[tabular] Add initial callbacks support #4327

Innixma · 2024-07-18T00:24:01Z

Issue #, if available:

Description of changes:

Add initial callbacks support to TabularPredictor
Callbacks allow users to inject custom logic into the training process, and theoretically allow the user to completely override the training logic with their own custom logic.

Example Code:

import pandas as pd
from autogluon.tabular import TabularPredictor

from autogluon.core.callbacks import EarlyStoppingCallback


if __name__ == '__main__':
    label = 'class'
    train_data = pd.read_csv('https://autogluon.s3.amazonaws.com/datasets/Inc/train.csv')

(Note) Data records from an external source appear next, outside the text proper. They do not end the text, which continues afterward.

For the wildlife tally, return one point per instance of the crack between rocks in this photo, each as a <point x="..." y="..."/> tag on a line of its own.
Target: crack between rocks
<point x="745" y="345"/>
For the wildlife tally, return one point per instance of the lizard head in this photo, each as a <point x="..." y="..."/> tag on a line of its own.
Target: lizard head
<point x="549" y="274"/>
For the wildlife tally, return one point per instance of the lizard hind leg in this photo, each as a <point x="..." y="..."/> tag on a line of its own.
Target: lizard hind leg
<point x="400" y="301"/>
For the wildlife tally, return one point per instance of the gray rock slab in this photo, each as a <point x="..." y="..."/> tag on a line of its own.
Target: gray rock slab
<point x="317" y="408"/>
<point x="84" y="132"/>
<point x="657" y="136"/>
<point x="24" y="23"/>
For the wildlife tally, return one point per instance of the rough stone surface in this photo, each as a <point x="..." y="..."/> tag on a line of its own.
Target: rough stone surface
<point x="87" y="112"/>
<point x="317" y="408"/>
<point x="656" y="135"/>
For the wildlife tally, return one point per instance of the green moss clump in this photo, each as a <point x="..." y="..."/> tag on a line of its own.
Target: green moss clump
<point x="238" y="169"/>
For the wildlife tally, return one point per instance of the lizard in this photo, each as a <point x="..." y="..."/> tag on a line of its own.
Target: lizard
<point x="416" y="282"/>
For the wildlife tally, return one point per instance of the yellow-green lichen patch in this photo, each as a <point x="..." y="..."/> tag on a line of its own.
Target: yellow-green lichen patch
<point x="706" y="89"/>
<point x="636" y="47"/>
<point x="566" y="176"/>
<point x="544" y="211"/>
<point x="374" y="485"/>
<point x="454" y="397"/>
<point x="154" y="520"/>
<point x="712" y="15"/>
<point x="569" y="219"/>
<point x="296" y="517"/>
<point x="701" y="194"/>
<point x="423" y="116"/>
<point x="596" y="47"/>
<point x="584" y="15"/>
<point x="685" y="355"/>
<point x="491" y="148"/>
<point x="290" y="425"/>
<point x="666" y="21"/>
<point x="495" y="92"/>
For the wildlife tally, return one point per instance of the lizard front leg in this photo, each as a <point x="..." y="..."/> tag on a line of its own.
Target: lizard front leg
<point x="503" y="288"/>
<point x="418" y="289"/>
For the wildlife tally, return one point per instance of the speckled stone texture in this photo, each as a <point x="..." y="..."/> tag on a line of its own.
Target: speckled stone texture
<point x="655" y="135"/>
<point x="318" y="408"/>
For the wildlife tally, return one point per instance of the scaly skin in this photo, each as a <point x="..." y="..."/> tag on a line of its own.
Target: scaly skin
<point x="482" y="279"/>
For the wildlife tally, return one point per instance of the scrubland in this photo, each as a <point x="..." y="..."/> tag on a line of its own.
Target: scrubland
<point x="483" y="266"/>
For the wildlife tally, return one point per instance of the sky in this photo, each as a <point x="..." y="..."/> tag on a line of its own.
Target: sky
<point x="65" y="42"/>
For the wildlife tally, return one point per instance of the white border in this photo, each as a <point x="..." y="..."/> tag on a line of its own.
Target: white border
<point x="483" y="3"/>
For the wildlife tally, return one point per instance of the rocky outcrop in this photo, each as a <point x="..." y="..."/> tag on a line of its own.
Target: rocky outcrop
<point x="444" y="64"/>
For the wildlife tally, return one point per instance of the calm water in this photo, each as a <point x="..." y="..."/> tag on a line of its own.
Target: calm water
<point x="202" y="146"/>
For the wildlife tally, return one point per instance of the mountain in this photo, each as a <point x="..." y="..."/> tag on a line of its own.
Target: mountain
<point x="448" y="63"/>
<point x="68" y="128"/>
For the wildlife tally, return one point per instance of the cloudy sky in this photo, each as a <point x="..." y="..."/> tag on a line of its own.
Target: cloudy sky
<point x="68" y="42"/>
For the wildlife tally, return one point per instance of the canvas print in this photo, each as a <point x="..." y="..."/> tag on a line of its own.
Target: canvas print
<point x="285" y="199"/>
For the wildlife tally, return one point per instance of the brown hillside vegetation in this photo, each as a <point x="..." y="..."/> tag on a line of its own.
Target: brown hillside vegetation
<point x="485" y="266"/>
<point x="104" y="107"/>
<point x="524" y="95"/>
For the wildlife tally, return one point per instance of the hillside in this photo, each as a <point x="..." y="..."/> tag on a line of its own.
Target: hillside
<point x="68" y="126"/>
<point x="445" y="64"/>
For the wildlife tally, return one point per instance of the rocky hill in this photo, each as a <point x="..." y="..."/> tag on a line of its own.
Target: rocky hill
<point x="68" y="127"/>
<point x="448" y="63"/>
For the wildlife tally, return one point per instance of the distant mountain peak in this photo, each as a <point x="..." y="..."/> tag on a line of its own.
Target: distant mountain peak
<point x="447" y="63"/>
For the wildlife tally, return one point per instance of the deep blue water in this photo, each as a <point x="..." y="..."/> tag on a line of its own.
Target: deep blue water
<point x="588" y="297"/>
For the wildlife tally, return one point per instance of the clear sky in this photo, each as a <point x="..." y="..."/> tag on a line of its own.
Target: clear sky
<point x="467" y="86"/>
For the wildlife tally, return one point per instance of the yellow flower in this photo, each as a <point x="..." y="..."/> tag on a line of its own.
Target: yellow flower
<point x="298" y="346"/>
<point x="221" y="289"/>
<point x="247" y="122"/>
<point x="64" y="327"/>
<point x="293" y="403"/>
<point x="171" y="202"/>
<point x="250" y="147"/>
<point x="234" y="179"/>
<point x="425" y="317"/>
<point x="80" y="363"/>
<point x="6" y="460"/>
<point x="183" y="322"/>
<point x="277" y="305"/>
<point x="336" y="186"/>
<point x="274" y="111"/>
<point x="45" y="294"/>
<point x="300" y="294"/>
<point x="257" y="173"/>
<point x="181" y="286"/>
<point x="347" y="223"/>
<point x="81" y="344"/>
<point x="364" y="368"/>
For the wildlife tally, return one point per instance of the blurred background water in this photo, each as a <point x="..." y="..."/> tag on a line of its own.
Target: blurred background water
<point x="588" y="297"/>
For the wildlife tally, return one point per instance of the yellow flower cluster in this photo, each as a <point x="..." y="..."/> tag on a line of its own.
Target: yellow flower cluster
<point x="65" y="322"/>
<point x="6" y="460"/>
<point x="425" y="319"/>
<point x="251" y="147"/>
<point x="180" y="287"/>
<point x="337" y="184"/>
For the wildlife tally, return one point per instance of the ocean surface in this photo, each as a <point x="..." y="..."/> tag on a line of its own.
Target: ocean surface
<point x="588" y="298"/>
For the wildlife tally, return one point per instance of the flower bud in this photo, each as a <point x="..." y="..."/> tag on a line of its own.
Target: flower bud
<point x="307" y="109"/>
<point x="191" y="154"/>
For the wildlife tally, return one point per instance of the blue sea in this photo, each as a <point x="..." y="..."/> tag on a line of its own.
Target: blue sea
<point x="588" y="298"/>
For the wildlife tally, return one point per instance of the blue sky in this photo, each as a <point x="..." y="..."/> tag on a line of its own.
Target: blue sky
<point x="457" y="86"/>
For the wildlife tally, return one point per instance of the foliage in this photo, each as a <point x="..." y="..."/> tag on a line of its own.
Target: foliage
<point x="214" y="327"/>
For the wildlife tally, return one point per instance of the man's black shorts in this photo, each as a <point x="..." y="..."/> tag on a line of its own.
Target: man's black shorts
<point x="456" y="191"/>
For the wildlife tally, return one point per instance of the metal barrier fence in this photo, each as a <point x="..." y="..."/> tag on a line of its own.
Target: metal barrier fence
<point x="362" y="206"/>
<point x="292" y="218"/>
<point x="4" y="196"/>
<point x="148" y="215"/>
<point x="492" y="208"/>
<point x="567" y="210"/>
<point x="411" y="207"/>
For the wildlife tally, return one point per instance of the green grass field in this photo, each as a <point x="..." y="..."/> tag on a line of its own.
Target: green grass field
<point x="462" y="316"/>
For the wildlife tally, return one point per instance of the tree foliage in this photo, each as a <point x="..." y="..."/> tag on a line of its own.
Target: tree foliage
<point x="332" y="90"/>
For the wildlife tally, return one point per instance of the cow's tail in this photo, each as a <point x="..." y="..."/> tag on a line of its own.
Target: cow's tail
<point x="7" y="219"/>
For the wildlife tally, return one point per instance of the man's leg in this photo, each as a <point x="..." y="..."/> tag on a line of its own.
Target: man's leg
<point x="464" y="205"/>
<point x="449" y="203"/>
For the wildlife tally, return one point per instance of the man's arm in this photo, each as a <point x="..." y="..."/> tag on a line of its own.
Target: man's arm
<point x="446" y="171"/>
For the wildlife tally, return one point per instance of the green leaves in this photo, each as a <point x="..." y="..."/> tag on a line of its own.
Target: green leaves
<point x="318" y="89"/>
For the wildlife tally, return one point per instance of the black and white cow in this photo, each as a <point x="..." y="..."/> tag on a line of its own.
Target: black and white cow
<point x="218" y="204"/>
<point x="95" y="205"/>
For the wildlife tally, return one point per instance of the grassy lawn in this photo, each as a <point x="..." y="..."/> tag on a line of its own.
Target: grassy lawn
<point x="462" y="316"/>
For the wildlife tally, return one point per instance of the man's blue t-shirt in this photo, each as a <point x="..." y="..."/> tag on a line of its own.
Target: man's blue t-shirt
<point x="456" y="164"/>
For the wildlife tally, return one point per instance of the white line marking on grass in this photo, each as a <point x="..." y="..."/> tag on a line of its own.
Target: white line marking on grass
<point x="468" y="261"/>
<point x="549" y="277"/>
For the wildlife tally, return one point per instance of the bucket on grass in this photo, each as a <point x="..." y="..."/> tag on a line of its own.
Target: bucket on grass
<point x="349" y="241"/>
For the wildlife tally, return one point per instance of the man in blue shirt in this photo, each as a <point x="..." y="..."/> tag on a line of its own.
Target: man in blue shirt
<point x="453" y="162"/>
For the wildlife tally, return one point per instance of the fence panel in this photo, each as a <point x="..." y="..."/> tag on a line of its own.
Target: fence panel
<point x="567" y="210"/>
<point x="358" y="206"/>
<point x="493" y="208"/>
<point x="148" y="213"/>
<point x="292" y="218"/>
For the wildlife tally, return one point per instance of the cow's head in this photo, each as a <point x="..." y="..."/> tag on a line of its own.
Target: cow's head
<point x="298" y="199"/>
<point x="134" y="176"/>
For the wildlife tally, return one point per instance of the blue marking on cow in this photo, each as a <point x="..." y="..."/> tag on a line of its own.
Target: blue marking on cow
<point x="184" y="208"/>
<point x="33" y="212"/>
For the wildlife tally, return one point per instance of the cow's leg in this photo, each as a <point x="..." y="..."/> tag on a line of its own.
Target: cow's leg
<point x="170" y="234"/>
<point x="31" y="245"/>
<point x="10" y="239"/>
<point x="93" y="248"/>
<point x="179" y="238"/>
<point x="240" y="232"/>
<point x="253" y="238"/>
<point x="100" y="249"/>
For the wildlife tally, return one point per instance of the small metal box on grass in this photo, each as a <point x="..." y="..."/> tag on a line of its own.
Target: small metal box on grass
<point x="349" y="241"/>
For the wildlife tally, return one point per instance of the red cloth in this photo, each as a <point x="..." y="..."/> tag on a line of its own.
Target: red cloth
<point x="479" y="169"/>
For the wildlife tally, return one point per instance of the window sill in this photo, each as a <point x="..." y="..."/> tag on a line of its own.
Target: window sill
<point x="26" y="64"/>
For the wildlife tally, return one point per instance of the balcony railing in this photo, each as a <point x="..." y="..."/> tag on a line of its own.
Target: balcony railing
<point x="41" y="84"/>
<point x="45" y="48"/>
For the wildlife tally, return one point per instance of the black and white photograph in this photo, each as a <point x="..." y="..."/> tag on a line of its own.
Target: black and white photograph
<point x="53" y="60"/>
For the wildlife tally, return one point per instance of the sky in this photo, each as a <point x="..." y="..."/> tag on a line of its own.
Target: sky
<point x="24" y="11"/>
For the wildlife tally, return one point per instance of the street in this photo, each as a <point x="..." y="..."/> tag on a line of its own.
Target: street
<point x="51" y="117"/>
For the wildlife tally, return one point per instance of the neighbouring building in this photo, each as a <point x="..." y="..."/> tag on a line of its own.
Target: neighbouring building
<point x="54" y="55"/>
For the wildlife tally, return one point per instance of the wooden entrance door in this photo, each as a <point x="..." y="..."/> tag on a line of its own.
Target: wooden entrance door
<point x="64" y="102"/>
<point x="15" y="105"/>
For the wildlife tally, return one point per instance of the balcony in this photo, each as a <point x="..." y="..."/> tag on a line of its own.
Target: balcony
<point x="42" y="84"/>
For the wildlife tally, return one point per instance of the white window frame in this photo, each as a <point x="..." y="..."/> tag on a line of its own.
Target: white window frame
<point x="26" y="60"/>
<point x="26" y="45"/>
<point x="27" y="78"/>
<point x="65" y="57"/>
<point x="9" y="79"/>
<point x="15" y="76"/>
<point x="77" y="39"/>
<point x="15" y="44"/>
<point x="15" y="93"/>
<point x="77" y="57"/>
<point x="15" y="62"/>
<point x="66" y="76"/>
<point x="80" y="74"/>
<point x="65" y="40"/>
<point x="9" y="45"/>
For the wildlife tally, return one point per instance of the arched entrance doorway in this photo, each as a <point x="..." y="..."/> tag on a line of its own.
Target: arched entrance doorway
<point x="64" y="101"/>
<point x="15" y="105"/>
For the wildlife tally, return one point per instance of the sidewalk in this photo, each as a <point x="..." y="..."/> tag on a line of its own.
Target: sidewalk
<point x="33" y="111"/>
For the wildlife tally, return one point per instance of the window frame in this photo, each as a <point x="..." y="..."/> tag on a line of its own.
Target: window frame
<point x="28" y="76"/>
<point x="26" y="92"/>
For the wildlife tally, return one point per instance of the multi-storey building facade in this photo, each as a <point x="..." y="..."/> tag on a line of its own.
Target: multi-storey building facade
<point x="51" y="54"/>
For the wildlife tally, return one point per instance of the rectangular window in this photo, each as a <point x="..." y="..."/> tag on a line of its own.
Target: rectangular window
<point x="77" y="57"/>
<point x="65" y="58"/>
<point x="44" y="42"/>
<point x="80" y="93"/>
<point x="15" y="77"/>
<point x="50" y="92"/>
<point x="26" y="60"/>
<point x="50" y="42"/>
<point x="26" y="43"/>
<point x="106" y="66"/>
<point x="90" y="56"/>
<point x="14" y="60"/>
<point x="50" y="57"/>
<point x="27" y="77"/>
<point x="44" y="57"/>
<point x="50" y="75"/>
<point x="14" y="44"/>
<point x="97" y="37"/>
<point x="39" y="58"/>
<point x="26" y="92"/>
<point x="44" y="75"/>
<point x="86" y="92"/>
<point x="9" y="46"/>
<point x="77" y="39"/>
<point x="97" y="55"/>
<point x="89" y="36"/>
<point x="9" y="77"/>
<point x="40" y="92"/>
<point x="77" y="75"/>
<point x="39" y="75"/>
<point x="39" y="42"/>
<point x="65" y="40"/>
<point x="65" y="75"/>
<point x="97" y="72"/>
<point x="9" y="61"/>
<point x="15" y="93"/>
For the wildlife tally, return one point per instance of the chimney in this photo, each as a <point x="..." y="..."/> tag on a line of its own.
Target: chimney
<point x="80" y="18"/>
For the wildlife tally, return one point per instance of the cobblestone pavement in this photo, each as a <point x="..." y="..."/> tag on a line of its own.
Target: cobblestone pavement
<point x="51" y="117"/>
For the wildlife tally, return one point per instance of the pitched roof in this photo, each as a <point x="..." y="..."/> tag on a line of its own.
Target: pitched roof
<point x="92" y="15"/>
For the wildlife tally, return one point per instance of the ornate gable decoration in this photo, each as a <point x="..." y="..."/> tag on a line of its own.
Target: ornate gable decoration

    callbacks = [EarlyStoppingCallback(patience=3)]
    predictor = TabularPredictor(label=label).fit(train_data=train_data, callbacks=callbacks)

Example Output:

...
User-specified callbacks (1): ['EarlyStoppingCallback']
Fitting 13 L1 models ...
Fitting model: KNeighborsUnif ...
	0.7736	 = Validation score   (accuracy)
	1.63s	 = Training   runtime
	0.02s	 = Validation runtime
EarlyStoppingCallback: Best Score: 0.7736 | Patience: 0/3 | Best Model: KNeighborsUnif (New Best)
Fitting model: KNeighborsDist ...
	0.7652	 = Validation score   (accuracy)
	0.2s	 = Training   runtime
	0.01s	 = Validation runtime
EarlyStoppingCallback: Best Score: 0.7736 | Patience: 1/3 | Best Model: KNeighborsUnif
Fitting model: LightGBMXT ...
	0.8792	 = Validation score   (accuracy)
	1.74s	 = Training   runtime
	0.0s	 = Validation runtime
EarlyStoppingCallback: Best Score: 0.8792 | Patience: 0/3 | Best Model: LightGBMXT (New Best)
Fitting model: LightGBM ...
	0.8824	 = Validation score   (accuracy)
	1.37s	 = Training   runtime
	0.0s	 = Validation runtime
EarlyStoppingCallback: Best Score: 0.8824 | Patience: 0/3 | Best Model: LightGBM (New Best)
Fitting model: RandomForestGini ...
	0.8612	 = Validation score   (accuracy)
	0.91s	 = Training   runtime
	0.08s	 = Validation runtime
EarlyStoppingCallback: Best Score: 0.8824 | Patience: 1/3 | Best Model: LightGBM
Fitting model: RandomForestEntr ...
	0.8584	 = Validation score   (accuracy)
	1.0s	 = Training   runtime
	0.09s	 = Validation runtime
EarlyStoppingCallback: Best Score: 0.8824 | Patience: 2/3 | Best Model: LightGBM
Fitting model: CatBoost ...
	0.8824	 = Validation score   (accuracy)
	6.89s	 = Training   runtime
	0.01s	 = Validation runtime
EarlyStoppingCallback: Best Score: 0.8824 | Patience: 3/3 | Best Model: LightGBM
EarlyStoppingCallback: Early stopping trainer fit for level=1. Reason: No score_val improvement in the past 3 models.
Fitting model: WeightedEnsemble_L2 ...
	Ensemble Weights: {'CatBoost': 0.5, 'LightGBM': 0.45, 'KNeighborsUnif': 0.05}
	0.886	 = Validation score   (accuracy)
	0.06s	 = Training   runtime
	0.0s	 = Validation runtime
EarlyStoppingCallback: Best Score: 0.8860 | Patience: 0/3 | Best Model: WeightedEnsemble_L2 (New Best)
AutoGluon training complete, total runtime = 15.16s ... Best model: WeightedEnsemble_L2 | Estimated inference throughput: 69200.6 rows/s (2500 batch size)
TabularPredictor saved. To load, use: predictor = TabularPredictor.load("AutogluonModels/ag-20240730_021147")

TODO:

Add PR description
Add example callback
Add unit tests
Add docstrings
Add tutorial: Moved to a future PR, tracking issue: [tabular] Add tutorial + API pages for callbacks #4351

By submitting this pull request, I confirm that you can use, modify, copy, and redistribute this contribution, under the terms of your choice.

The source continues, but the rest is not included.